00:22:29.06 Now when we mix the two together,
00:22:30.26 we should get a controlled stoichiometry
00:22:33.09 of the greens and whites onto the red,
00:22:35.09 in this case three.
00:22:36.29 And now we can say,
00:22:38.09 "Well, what happens when a vesicle tries to dock into the molecular corral?
00:22:42.01 What happens when we have 3 SNAREs in the corral?
00:22:44.06 What happens when we have 2?
00:22:45.25 What happens when we have 1?"
00:22:47.12 So certainly if we have no SNAREs in the corral,
00:22:49.12 then you wouldn't expect anything about background,
00:22:51.05 and then as we start to increase the number of SNAREs in the corral,
00:22:54.08 hopefully the proteins now will be able to cooperate
00:22:56.18 to trigger the membrane fusion above background.
00:23:00.24 So I should mention that this is work that's still in progress.

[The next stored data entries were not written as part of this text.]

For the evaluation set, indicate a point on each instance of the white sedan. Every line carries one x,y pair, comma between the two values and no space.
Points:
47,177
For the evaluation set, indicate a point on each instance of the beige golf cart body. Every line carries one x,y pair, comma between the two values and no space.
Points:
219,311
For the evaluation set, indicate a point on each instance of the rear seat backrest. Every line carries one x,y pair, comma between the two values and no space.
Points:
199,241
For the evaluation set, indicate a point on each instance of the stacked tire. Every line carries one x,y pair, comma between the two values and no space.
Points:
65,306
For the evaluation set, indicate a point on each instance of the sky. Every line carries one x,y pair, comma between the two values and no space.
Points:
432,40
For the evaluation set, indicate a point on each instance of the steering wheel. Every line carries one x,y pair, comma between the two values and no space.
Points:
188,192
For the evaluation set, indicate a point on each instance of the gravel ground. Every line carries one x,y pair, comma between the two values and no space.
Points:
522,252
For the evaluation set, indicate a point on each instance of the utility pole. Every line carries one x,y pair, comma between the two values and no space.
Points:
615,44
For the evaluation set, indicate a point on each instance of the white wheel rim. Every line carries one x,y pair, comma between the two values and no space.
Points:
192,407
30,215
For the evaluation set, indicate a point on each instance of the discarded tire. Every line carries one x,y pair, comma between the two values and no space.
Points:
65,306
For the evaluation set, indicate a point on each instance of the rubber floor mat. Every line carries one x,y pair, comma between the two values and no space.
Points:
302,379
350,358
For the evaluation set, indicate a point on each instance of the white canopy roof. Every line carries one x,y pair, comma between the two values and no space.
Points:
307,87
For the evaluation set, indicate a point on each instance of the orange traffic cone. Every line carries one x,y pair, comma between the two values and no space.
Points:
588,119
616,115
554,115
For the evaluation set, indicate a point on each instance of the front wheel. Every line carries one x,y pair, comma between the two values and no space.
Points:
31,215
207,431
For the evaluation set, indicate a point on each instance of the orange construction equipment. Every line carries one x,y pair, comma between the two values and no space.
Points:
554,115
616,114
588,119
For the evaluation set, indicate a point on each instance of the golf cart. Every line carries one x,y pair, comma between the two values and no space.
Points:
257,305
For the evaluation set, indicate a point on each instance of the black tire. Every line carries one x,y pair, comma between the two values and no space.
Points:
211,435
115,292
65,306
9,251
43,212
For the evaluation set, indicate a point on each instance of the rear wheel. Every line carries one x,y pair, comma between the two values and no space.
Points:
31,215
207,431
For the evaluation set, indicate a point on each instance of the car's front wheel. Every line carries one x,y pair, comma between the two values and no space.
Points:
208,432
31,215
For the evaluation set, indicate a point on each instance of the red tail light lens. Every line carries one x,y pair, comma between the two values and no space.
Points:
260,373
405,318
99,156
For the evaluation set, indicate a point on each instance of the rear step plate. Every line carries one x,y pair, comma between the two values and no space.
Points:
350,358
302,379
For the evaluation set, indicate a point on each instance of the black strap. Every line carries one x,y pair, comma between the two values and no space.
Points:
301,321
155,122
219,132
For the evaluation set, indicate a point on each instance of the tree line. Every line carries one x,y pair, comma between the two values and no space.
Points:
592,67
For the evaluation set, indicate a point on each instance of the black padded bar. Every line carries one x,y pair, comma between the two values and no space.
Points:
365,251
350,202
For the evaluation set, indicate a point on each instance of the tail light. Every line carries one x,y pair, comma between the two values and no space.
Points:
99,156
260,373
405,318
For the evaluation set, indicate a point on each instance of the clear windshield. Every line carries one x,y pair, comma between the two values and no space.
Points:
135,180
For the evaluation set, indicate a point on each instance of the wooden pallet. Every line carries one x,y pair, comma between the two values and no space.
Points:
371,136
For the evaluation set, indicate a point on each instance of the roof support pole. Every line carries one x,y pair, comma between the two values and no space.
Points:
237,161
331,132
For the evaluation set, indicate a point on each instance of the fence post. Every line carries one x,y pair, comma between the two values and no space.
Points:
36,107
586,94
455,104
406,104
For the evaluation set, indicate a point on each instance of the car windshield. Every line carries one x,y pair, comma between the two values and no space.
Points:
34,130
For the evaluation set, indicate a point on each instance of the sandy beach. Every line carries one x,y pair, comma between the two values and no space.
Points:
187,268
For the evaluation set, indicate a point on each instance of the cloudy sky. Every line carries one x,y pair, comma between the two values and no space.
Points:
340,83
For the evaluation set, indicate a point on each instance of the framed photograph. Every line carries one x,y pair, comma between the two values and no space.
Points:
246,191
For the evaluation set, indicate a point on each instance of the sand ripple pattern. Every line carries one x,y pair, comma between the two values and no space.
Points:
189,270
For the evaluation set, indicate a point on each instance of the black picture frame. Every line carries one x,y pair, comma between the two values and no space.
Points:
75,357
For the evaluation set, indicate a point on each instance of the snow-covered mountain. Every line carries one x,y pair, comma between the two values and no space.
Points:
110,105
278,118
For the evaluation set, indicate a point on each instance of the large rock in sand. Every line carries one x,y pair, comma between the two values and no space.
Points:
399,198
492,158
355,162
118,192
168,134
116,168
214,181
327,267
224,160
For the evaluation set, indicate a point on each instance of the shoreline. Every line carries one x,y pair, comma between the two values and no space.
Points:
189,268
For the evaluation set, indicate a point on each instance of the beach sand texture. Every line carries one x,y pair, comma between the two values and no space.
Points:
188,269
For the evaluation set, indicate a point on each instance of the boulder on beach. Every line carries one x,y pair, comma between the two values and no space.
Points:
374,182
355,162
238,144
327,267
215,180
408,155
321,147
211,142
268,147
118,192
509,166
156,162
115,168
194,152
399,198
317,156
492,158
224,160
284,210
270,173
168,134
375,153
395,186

00:23:04.12 It's a collaboration between our lab
00:23:06.15 and the lab of Jim Rotheman.
00:23:09.00 Chenxiang Lin was a postdoctoral fellow in the group,
00:23:11.11 he initiated the project
00:23:13.07 along with Weiming Xu in Jim's lab.
00:23:15.15 Now Chenxiang is an assistant professor at Yale,
00:23:17.21 and in our lab the project has been taken over
00:23:20.07 by Bhavik Nathwani at the time of this taping.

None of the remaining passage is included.